Interdisciplinary solutions created from the collective knowledge and experiences of practitioners and experts from across multiple sectors are urgently needed to effectively address health disparities. With the belief that the power of diversity in ideas and voices can develop effective, innovative solutions, the inaugural Health Disparities Solutions Summit (HDSS), produced by the American College of Lifestyle Medicine (ACLM), was held virtually in late 2020. Organized by ACLM's Health Equity Achieved through Lifestyle Medicine (HEAL) Initiative, the convening was designed to harness this collective power.
The Summit was born out of the vision of ACLM Immediate Past president Dexter Shurney, MD, MBA, MPH, FACLM, DipABLM, to address lifestyle-related chronic, disease health disparities, with particular emphasis on inequities impacting dietary lifestyle and stress in historically marginalized communities. The Summit convened physicians, faith-based leaders, academics, and community organizers to identify expert consensus and recommended action steps specific to addressing health disparities through the lens of lifestyle medicine. Lifestyle medicine is the use of evidence-based lifestyle therapeutic intervention—including a whole food, plant-predominant eating pattern, regular physical activity, restorative sleep, stress management, avoidance of risky substances, and positive social connection—as a primary modality, delivered by clinicians trained and certified in this specialty, to prevent, treat, and often reverse chronic disease.

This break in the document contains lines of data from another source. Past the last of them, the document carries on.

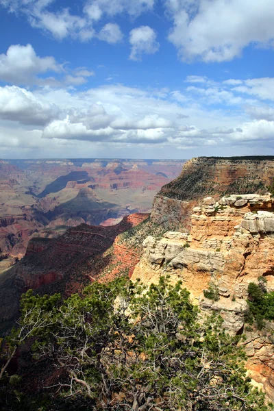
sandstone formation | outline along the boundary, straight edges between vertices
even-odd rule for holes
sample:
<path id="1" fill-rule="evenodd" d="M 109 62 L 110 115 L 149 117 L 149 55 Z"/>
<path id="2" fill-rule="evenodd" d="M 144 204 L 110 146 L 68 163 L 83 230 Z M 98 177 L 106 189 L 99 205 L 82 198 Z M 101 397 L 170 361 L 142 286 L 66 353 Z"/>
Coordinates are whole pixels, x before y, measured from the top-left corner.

Invited Summit participants engaged in roundtable discussions grounded in three vision statements for eliminating health disparities: (1) Health care providers effectively trained in evidence-based lifestyle medicine, equipped to partner with their patients in underserved communities to minimize stress in the medical setting, ensuring optimal health outcomes; (2) High levels of food and nutrition literacy among patients and providers in underserved communities; and (3) Food as medicine fully integrated into communities, their cultures and values—implemented in underserved communities in a culturally relevant way to achieve health equity.
This paper provides background on the realities of health disparities in the United States, introduces the entrance point of lifestyle medicine (LM) practice in the struggle for health equity, and summarizes Summit proceedings and recommended action steps.